Abiodun David John, 33, has been arrested for allegedly trying to hack into the bank accounts of a British engineer murdered in the Alps alongside family members.
Reports said John tried to access money belonging to Saad Al-Hilli, 50, who was shot dead close to Lake Annecy, in eastern France, on September 5. According to reports, John tried to access Al-Hilli’s Royal Bank of Scotland and HSBC accounts within a few days of the quadruple murders where Al-Hilli’s wife and mother-in-law were also killed and a French cyclist gunned down nearby.
John’s arrest by Greater Manchester Police in Salford followed a request by Annecy magistrates and Surrey Police, who are leading the hunt for the killer.
A raid on his flat yielded numerous mobile phones and documents, said an investigating source.
John, in turn, insists he is innocent, and told the Manchester Evening News: ‘I believe that people have been tapping into my phone and accessing my internet.
‘When the police came into my house I did not know what they were talking about. They were talking about a dead man and said that I did it – took some money from a dead man’s account.
Somehow they connected this to me. I do not know where this has come from.
‘They took me to the police station and they explained why I had been arrested.
‘I was completely shocked. I did not know where the police were coming from. I am totally innocent.
‘I do not know where this whole thing has come from.’
Murdered Saad Al-Hilli |
John is due to answer bail at Guildford police station in Surrey on Tuesday.
More than 150 officers are involved in the Anglo-French operation to try and find the Annecy killer, but so far there have been no arrests.
Detectives have been baffled as to why Al-Hilli, his wife Ikbal, 47, and mother-in-law Suhalia, 74, were shot dead.
A variety of theories have emerged regarding the motive for the killings.
Media reports have linked Al-Hilli with a secret trust account thought to include £15million in illegal kickbacks to Saddam Hussain’s regime.
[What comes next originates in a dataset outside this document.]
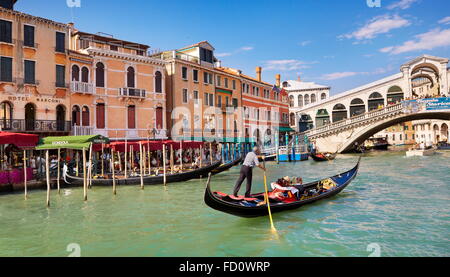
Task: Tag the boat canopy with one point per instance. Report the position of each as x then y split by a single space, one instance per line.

But French police last month denied any link between the British engineer and Saddam Hussain.
The idea that the killer may have been a lone psychopath was ‘gaining ground’ according to police. Officers suggested that the type of gun the killer used – a 7.65mm Luger – is not consistent with the work of a trained assassin.
It has also been suggested that the cyclist killed may have been the main target and that the family were simply in the wrong place at the wrong time.
Annecy prosecutor Eric Millaud admitted last month that there was no ‘immediate prospect’ of the crime being solved and that the investigation would be a long process.